Principle: The collectivity of moral or ethical standards or judgments.
Emotion: A mental state that arises spontaneously rather than through conscious effort and is often accompanied by physiological changes; a feeling.
These two words describe how people react to situations or circumstances that confront them at every moment of their waking time. I’m my own study in this subject. Up until I collapsed from letting emotional response be the way I answered to situations in my life I could not control what would transpire in my life.

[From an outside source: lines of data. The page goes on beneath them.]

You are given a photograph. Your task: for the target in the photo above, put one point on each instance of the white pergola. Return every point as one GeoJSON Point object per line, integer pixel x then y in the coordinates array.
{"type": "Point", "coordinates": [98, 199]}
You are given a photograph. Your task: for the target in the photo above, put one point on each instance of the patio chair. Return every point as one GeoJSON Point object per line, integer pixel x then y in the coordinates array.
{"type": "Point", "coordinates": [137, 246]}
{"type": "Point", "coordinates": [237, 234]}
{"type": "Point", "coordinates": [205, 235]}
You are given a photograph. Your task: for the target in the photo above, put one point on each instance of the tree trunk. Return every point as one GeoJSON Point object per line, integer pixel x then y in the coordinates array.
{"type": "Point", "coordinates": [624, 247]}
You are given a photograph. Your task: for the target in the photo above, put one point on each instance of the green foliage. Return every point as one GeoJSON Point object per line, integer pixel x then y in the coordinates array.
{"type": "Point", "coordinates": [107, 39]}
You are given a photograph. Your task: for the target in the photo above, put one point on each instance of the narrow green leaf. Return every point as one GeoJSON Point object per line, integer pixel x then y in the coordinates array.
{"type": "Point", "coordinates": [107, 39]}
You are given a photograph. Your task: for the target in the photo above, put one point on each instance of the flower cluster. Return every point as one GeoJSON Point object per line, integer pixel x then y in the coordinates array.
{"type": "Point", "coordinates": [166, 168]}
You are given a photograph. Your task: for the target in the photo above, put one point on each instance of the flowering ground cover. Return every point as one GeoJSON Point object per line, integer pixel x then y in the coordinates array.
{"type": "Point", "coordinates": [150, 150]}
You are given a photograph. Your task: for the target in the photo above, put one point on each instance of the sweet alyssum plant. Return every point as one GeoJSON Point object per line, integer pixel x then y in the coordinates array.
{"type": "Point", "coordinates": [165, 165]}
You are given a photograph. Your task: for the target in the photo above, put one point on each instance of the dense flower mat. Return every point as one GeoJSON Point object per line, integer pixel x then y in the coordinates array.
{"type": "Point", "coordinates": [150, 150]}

My blood pressure would skyrocket. My head would spin from the possibilities of what could happen. Anxiety ruled my every move. I started having anxiety attacks. Then at the age of 56 I crashed. Finally at the age of 58 I got help from a psychologist and went on medication and stayed on it for years until I found I was totally emotionless.
From that view of the world where nothing touched me emotionally I learned principles that were played out gave results that were reasonable and with wisdom I learned to depend on making logical decisions based on those principles. I could depend on doing so without an emotional response.
Then came a day about a year ago I decided to discontinue the medication because I longed to be able to feel emotions. I especially wanted to cry. Sounds crazy I suppose, but I did. I wanted the things of the world to touch me again.
From all this I could expand to a larger picture of this journey, but suffice to say I’ve found the balance of emotions and principles. I largely depend on principles to make my decisions in most all circumstances I encounter. In the past some of the circumstances I encounter now would have devastated me back then. Emotional responses have to take a back seat. I reserve emotions to help me respond to people’s needs or losses.
Emotional response enhances my responses through principles that gives me strong reason to ensure they have their situation alevieviated. This is demonstrated to me when I go to disasters as a Chaplain. The tornados that ravaged Kentucky and the surrounding states in December proved to me I’m on the right track. I cried over these people and their losses. But my response in principle was girded thusly to see that they had supplies and the tools needed to cling to normalcy.
My heart cannot express the depth of what I write in this post. It’s not really principle vs emotion so much as the balance of the two to make the soul and spirit of man mature more as the days go forward.
Don’t let your emotions rule you. Likewise, don’t let stone-cold principles give you the final answer. Learn to balance the two together.
I love this.I needed an understanding of how balance the two.Would love to hear more on this
I would love to get more into the subject. I see so many Christians that function almost entirely on emotional decisions and spend an inordinate amount of time at the altar on Sundays. Stopping and carefully examining their processes based on a balance would likely mean speedier maturity. I had my mentor many times ask how long did I want to spend in the wilderness, that being 40 years or 40 days alluding to the Israelites in the wilderness till a whole generation had died off or be like Jesus and come from the wilderness in 40 days victorious.